L’obiettivo delle odierne ricorrenti era, in definitiva, quello di ottenere in sede di merito il rinnovo della c.t.u., richiesta che la Corte d’appello non ha ritenuto di soddisfare , giudicandola superflua; ed è evidente che su questa decisione il giudice di legittimità non ha titolo per interloquire.
6. Il ricorso, pertanto, è dichiarato inammissibile.
Ritiene tuttavia la Corte che, in considerazione degli esiti diversi dei due precedenti gradi di merito, nei quali la domanda risarcitoria era stata sempre accolta, sussistano ragioni che consentono di compensare integralmente le spese del presente giudizio di cassazione.

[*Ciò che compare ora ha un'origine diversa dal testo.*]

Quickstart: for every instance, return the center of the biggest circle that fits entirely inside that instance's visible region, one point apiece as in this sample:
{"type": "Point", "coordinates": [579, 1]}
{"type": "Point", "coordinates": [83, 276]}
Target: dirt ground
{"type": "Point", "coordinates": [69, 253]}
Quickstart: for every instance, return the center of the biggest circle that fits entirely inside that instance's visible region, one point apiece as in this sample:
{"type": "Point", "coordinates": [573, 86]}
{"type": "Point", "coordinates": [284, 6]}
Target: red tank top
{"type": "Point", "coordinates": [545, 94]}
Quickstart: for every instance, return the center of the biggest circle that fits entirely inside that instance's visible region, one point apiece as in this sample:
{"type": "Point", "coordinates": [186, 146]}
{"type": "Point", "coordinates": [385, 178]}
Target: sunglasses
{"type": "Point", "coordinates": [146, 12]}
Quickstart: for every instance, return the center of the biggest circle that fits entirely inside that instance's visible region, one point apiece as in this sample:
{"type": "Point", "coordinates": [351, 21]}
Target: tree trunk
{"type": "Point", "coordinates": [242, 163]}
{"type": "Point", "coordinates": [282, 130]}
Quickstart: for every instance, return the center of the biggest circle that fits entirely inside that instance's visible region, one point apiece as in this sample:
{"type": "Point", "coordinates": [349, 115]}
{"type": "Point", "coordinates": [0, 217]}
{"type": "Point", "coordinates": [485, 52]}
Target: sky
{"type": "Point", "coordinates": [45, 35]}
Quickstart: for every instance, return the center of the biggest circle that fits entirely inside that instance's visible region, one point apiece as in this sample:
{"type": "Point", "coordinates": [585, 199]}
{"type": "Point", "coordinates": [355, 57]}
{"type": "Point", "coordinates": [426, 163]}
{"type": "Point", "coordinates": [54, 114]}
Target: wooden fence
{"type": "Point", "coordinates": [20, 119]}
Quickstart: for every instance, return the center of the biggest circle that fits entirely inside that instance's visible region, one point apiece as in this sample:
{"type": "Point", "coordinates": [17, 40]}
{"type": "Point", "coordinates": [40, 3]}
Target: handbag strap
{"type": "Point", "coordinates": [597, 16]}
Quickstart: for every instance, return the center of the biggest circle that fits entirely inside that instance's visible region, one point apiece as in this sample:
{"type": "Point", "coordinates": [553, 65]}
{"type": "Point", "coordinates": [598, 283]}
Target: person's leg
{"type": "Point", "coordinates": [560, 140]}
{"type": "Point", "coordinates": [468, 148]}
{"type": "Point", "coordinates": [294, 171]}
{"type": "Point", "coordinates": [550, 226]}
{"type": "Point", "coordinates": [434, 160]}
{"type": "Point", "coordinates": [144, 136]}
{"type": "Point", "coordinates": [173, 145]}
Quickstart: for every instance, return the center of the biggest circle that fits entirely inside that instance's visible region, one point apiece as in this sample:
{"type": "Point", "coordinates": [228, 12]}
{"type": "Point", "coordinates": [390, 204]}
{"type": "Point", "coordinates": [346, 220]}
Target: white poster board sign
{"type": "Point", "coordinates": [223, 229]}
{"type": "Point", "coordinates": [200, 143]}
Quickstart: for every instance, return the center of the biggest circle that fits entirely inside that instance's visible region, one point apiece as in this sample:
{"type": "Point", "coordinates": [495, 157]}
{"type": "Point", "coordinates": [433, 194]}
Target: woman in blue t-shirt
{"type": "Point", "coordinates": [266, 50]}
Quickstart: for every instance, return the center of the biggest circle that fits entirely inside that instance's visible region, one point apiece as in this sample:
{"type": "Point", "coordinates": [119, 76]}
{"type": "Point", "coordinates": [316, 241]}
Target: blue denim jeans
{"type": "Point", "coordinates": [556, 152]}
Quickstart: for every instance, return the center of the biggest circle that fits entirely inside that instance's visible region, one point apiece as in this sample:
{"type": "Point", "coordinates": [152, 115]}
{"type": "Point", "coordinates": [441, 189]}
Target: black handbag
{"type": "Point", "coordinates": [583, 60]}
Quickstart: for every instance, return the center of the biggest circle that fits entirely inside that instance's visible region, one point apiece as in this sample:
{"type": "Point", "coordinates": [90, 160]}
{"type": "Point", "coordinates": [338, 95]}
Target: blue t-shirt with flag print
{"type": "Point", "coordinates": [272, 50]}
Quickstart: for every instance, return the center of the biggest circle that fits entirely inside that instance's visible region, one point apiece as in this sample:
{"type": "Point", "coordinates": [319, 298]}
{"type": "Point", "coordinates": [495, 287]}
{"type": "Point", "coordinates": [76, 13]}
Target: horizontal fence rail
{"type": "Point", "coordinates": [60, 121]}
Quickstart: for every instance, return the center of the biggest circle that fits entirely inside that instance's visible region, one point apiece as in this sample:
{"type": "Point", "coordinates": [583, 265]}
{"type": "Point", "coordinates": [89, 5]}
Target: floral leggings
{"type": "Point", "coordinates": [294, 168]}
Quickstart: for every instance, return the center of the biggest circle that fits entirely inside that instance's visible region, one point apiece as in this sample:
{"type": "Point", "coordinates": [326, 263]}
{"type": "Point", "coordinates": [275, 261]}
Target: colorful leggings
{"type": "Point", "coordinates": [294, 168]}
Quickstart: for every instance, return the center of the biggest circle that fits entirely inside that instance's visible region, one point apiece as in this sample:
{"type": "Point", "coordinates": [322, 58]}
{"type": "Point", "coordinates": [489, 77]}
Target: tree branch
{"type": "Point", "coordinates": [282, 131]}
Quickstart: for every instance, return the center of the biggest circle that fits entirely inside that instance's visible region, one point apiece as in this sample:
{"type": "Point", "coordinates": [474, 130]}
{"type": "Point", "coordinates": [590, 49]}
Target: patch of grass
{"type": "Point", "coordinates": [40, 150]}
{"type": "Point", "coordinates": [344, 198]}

Sussistono tuttavia i presupposti processuali di cui all’art. 13, comma 1quater , del d.P.R. 30 maggio 2002, n. 115, per il versamento, da parte delle ricorrenti, dell’ulteriore importo a titolo di contributo unificato pari a quello versato per il ricorso, se dovuto.
P.Q.M.
La Corte dichiara inammissibile il ricorso e compensa le spese del giudizio di cassazione.
Ai sensi dell’art. 13, comma 1 -quater , del d.P.R. 30 maggio 2002, n. 115, dà atto della sussistenza dei presupposti processuali per il versamento, da parte delle ricorrenti, dell’ulteriore importo a titolo di contributo unificato pari a quello versato per il ricorso, se dovuto.